Screening of advanced cladding materials and UN–U 3 Si 5 fuel

2015 
Abstract In the aftermath of Fukushima, a focus of the DOE-NE Advanced Fuels Campaign has been the development of advanced nuclear fuel and cladding options with the potential for improved performance in an accident. Uranium dioxide (UO 2 ) fuels with various advanced cladding materials were analyzed to provide a reference for cladding performance impacts. For advanced cladding options with UO 2 fuel, most of the cladding materials have some reactivity and discharge burn-up penalty (in GWd/t). Silicon carbide is one exception in that the reactor physics performance is predicted to be very similar to zirconium alloy cladding. Most candidate claddings performed similar to UO 2 –Zr fuel–cladding in terms of safety coefficients. The clear exception is that Mo-based materials were identified as potentially challenging from a reactor physics perspective due to high resonance absorption. This paper also includes evaluation of UN–U 3 Si 5 fuels with Kanthal AF or APMT cladding. The objective of the U 3 Si 5 phase in the UN–U 3 Si 5 fuel concept is to shield the nitride phase from water.
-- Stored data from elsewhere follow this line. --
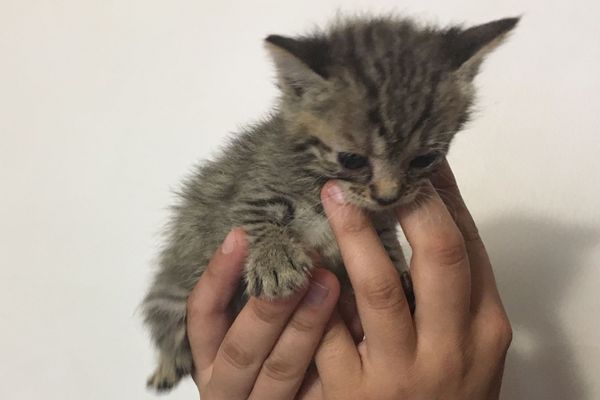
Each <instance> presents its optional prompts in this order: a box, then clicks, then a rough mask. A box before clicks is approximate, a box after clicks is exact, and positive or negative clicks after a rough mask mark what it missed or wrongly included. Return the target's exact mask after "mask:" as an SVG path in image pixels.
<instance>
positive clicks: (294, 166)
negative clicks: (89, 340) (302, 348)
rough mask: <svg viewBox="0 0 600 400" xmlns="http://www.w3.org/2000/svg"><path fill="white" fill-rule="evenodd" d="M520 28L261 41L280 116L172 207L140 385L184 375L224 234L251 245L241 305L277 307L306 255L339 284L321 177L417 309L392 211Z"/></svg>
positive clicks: (289, 292) (201, 172)
mask: <svg viewBox="0 0 600 400" xmlns="http://www.w3.org/2000/svg"><path fill="white" fill-rule="evenodd" d="M517 22H518V18H509V19H502V20H498V21H494V22H490V23H487V24H484V25H480V26H475V27H472V28H469V29H463V28H461V27H451V28H448V29H434V28H428V27H425V28H424V27H419V26H417V25H416V24H414V23H413V22H411V21H409V20H406V19H396V18H391V17H390V18H386V17H379V18H357V19H351V20H346V21H340V22H337V23H335V24H334V25H333V26H332V27H330V28H329V29H328V30H325V31H320V32H317V33H313V34H311V35H307V36H303V37H297V38H289V37H284V36H277V35H272V36H269V37H267V38H266V47H267V50H268V51H269V52H270V54H271V56H272V58H273V61H274V63H275V66H276V69H277V76H278V84H279V88H280V89H281V97H280V99H279V102H278V105H277V109H276V111H275V112H274V113H273V114H272V115H271V116H270V117H269V118H268V119H267V120H265V121H263V122H262V123H260V124H258V125H256V126H253V127H251V128H248V129H246V130H245V131H244V132H243V133H241V134H240V135H239V136H238V137H236V138H235V139H234V140H233V141H232V142H231V143H230V144H229V145H228V147H227V148H226V149H225V151H224V152H223V154H221V156H220V157H218V158H217V159H216V160H215V161H211V162H208V163H205V164H204V165H203V166H201V167H200V168H198V169H197V170H196V172H195V173H194V174H193V175H192V176H191V177H190V178H188V179H187V181H185V183H184V185H183V188H182V190H181V192H180V197H181V198H180V201H179V203H178V204H177V205H176V206H175V207H174V209H173V216H172V219H171V222H170V226H169V230H168V235H167V241H166V245H165V247H164V249H163V251H162V253H161V256H160V265H159V267H160V268H159V270H158V272H157V274H156V276H155V279H154V282H153V284H152V286H151V288H150V290H149V291H148V294H147V296H146V298H145V300H144V303H143V309H144V316H145V322H146V323H147V325H148V326H149V328H150V330H151V333H152V337H153V339H154V342H155V344H156V346H157V348H158V349H159V353H160V357H159V365H158V368H157V369H156V372H155V373H154V375H153V376H152V377H150V379H149V381H148V386H150V387H153V388H155V389H157V390H159V391H161V390H168V389H170V388H171V387H172V386H173V385H175V384H176V383H177V382H178V381H179V380H180V379H181V377H183V376H185V375H187V374H189V373H190V372H191V370H192V367H193V364H192V357H191V353H190V348H189V343H188V340H187V336H186V324H185V319H186V300H187V297H188V295H189V293H190V291H191V290H192V288H193V287H194V286H195V284H196V282H197V281H198V279H199V277H200V275H201V274H202V272H203V270H204V268H205V266H206V265H207V263H208V261H209V259H210V258H211V256H212V255H213V253H214V251H215V250H216V249H217V248H218V246H219V245H220V243H221V242H222V240H223V239H224V238H225V236H226V234H227V233H228V232H229V231H230V230H231V229H232V228H233V227H242V228H243V229H244V230H245V231H246V232H247V235H248V241H249V248H250V250H249V255H248V258H247V265H246V268H245V290H246V294H247V295H253V296H262V297H265V298H279V297H284V296H288V295H290V294H291V293H293V292H294V291H295V290H297V289H298V288H300V287H302V286H303V285H306V284H307V281H308V279H309V277H310V273H311V269H312V267H313V265H312V262H311V258H310V257H309V255H308V254H309V252H310V251H317V252H318V253H319V254H320V255H321V256H322V258H323V260H324V262H325V264H326V265H327V266H328V267H329V268H331V269H332V270H333V271H334V272H336V273H337V274H338V276H340V279H342V280H343V279H344V269H343V264H342V260H341V257H340V254H339V251H338V248H337V245H336V241H335V239H334V237H333V235H332V232H331V230H330V229H329V225H328V223H327V219H326V217H325V215H324V212H323V209H322V206H321V203H320V198H319V193H320V189H321V187H322V186H323V184H324V183H325V182H326V181H327V180H329V179H336V180H337V181H338V182H339V183H340V185H341V188H342V190H343V191H344V193H345V197H346V199H348V201H350V202H352V203H354V204H356V205H358V206H360V207H362V208H363V209H365V210H368V211H369V212H370V215H371V217H372V219H373V222H374V224H375V227H376V229H377V232H378V234H379V236H380V238H381V241H382V243H383V244H384V246H385V248H386V249H387V251H388V252H389V255H390V258H391V259H392V260H393V261H394V263H395V264H396V266H397V267H398V270H399V271H400V272H401V273H403V275H402V277H403V281H404V283H405V286H406V291H407V293H406V294H407V297H409V300H410V301H412V300H413V299H411V298H410V297H411V296H412V295H411V293H410V285H409V278H408V275H407V272H406V271H407V267H406V264H405V261H404V257H403V255H402V252H401V249H400V246H399V243H398V240H397V236H396V223H395V218H393V216H392V215H391V211H390V210H391V209H392V208H393V207H397V206H398V205H400V204H406V203H410V202H411V201H414V199H415V198H416V196H417V195H418V194H419V187H420V185H421V184H422V183H423V182H424V180H426V179H427V178H428V177H429V176H430V175H431V173H432V172H433V171H434V170H435V169H436V167H437V166H438V164H439V163H440V162H441V161H442V159H443V158H444V156H445V154H446V153H447V151H448V148H449V145H450V141H451V140H452V138H453V136H454V135H455V133H456V132H457V131H458V130H459V129H461V127H462V126H463V125H464V124H465V122H466V121H467V120H468V117H469V109H470V107H471V104H472V102H473V97H474V89H473V85H472V82H473V79H474V77H475V75H476V74H477V72H478V69H479V66H480V64H481V62H482V61H483V58H484V57H485V56H486V55H487V54H488V53H489V52H490V51H491V50H493V49H494V48H495V47H496V46H497V45H498V44H499V43H500V42H501V41H502V39H503V38H504V37H505V36H506V34H507V33H508V32H509V31H511V30H512V29H513V28H514V27H515V26H516V24H517ZM238 300H240V299H238ZM243 301H244V300H243V299H241V302H242V303H243ZM238 302H239V301H238Z"/></svg>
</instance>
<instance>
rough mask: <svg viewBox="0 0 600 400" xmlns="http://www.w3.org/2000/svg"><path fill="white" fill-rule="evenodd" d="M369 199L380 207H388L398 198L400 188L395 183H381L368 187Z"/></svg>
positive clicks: (396, 200)
mask: <svg viewBox="0 0 600 400" xmlns="http://www.w3.org/2000/svg"><path fill="white" fill-rule="evenodd" d="M370 189H371V197H372V198H373V200H375V201H376V202H377V203H379V204H380V205H382V206H389V205H390V204H393V203H395V202H396V201H397V200H398V199H399V198H400V188H399V187H398V184H397V183H396V182H391V181H381V182H377V183H375V184H371V185H370Z"/></svg>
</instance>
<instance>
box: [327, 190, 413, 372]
mask: <svg viewBox="0 0 600 400" xmlns="http://www.w3.org/2000/svg"><path fill="white" fill-rule="evenodd" d="M321 197H322V201H323V205H324V207H325V211H326V212H327V216H328V218H329V223H330V225H331V227H332V229H333V232H334V234H335V237H336V240H337V243H338V246H339V248H340V251H341V253H342V258H343V259H344V264H345V266H346V270H347V271H348V276H349V278H350V281H351V283H352V287H353V288H354V295H355V297H356V304H357V308H358V314H359V316H360V320H361V322H362V326H363V329H364V332H365V337H366V341H367V345H368V347H369V352H368V354H369V357H370V358H371V359H372V360H378V361H379V362H386V360H388V359H389V358H390V355H393V356H394V357H395V356H397V355H400V356H402V355H404V356H407V355H409V354H412V350H413V349H414V343H415V337H414V329H413V322H412V317H411V315H410V311H409V307H408V303H407V301H406V297H405V295H404V291H403V289H402V283H401V282H400V278H399V276H398V272H397V271H396V269H395V267H394V265H393V264H392V261H391V260H390V258H389V256H388V254H387V253H386V251H385V249H384V247H383V245H382V244H381V242H380V241H379V237H378V236H377V233H376V232H375V230H374V228H373V226H372V224H371V222H370V220H369V218H368V217H367V216H366V215H365V214H364V213H363V212H362V211H360V210H359V209H358V208H357V207H355V206H353V205H350V204H347V203H344V200H343V194H341V189H340V188H339V187H338V186H337V184H335V183H334V182H329V183H328V184H327V185H325V188H324V189H323V191H322V193H321Z"/></svg>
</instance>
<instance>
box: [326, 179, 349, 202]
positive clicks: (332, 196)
mask: <svg viewBox="0 0 600 400" xmlns="http://www.w3.org/2000/svg"><path fill="white" fill-rule="evenodd" d="M327 193H328V194H329V196H330V197H331V198H332V199H333V201H335V202H336V203H338V204H344V203H345V202H346V200H345V199H344V192H342V189H341V188H340V187H339V186H338V185H337V183H334V184H333V185H330V186H329V188H328V189H327Z"/></svg>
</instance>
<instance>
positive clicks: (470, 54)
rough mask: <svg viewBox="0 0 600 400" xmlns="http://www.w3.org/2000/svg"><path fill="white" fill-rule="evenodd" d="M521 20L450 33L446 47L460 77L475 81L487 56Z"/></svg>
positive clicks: (450, 61) (514, 20) (516, 25)
mask: <svg viewBox="0 0 600 400" xmlns="http://www.w3.org/2000/svg"><path fill="white" fill-rule="evenodd" d="M519 20H520V18H505V19H500V20H497V21H492V22H488V23H487V24H483V25H478V26H474V27H472V28H468V29H465V30H457V29H452V30H450V31H448V32H447V33H446V35H445V37H444V39H445V43H444V45H445V49H446V51H447V52H448V56H449V57H450V62H451V66H452V68H453V69H455V70H456V71H457V72H458V74H459V75H462V76H463V77H465V78H467V79H473V78H474V77H475V75H477V72H478V70H479V66H480V65H481V63H482V62H483V59H484V58H485V56H487V55H488V54H489V53H490V52H491V51H493V50H494V49H495V48H496V47H498V46H499V45H500V44H502V41H503V40H504V39H505V38H506V36H507V34H508V33H509V32H510V31H512V30H513V29H514V27H515V26H517V24H518V23H519Z"/></svg>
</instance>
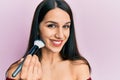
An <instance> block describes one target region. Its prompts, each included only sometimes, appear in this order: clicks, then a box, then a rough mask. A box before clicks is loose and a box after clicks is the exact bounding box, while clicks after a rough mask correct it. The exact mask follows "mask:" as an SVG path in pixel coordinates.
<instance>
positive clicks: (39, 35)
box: [6, 0, 91, 80]
mask: <svg viewBox="0 0 120 80" xmlns="http://www.w3.org/2000/svg"><path fill="white" fill-rule="evenodd" d="M36 39H40V40H42V41H44V43H45V47H43V48H41V49H40V50H39V51H38V52H37V53H36V54H34V55H33V56H32V55H30V54H28V53H27V52H28V51H29V50H30V49H31V47H32V46H33V45H34V41H35V40H36ZM25 56H26V58H24V57H25ZM24 57H23V58H22V59H20V60H19V61H17V62H15V63H14V64H12V65H11V66H10V67H9V69H8V70H7V74H6V75H7V78H6V80H14V79H15V80H91V78H90V72H91V68H90V65H89V63H88V61H87V60H86V59H85V58H84V57H83V56H81V54H80V53H79V51H78V48H77V44H76V38H75V31H74V21H73V15H72V11H71V8H70V7H69V5H68V4H67V3H66V2H65V1H64V0H44V1H42V2H41V3H40V4H39V5H38V7H37V8H36V11H35V14H34V18H33V23H32V28H31V34H30V39H29V45H28V49H27V51H26V54H25V55H24ZM23 59H25V61H24V64H23V67H22V70H21V71H20V73H18V75H17V76H16V77H12V74H13V72H14V71H15V70H16V68H17V66H18V65H19V64H20V62H21V61H22V60H23Z"/></svg>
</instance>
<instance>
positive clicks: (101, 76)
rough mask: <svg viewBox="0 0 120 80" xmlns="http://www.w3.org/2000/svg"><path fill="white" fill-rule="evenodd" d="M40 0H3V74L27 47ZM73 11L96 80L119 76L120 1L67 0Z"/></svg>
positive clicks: (103, 0)
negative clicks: (29, 36) (37, 8)
mask: <svg viewBox="0 0 120 80" xmlns="http://www.w3.org/2000/svg"><path fill="white" fill-rule="evenodd" d="M40 1H41V0H0V78H1V80H4V79H5V72H6V70H7V68H8V67H9V66H10V64H12V63H13V62H14V61H16V60H18V59H19V58H21V57H22V56H23V54H24V52H25V50H26V47H27V42H28V35H29V31H30V27H31V22H32V17H33V13H34V10H35V8H36V6H37V4H38V3H39V2H40ZM66 1H67V2H68V3H69V4H70V6H71V8H72V10H73V13H74V18H75V26H76V34H77V41H78V47H79V49H80V52H81V54H82V55H84V56H85V57H86V58H87V59H88V60H89V62H90V64H91V67H92V74H91V76H92V78H93V80H120V76H119V75H120V69H119V68H120V62H119V61H120V5H119V4H120V1H119V0H66Z"/></svg>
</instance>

It was shown that UN–U 3 Si 5 fuels with Kanthal AF or APMT cladding have similar reactor physics and fuel management performance over a wide parameter space of phase fractions when compared to UO 2 –Zr fuel–cladding. There will be a marginal penalty in discharge burn-up (in GWd/t) and the sensitivity to 14 N content in UN ceramic composites is high. Analysis of the rim effect due to self-shielding in the fuel shows that the UN-based ceramic fuels are not expected to have significantly different relative burn-up distributions at discharge relative to the UO 2 reference fuel. However, the overall harder spectrum in the UN ceramic composite fuels increases transuranic build-up, which will increase long-term activity in a once-thru fuel cycle but is expected to be a significant advantage in a fuel cycle with continuous recycling of transuranic material. It is recognized that the fuel and cladding properties assumed in these assessments are preliminary, and that additional data are necessary for these materials, most significantly under irradiation.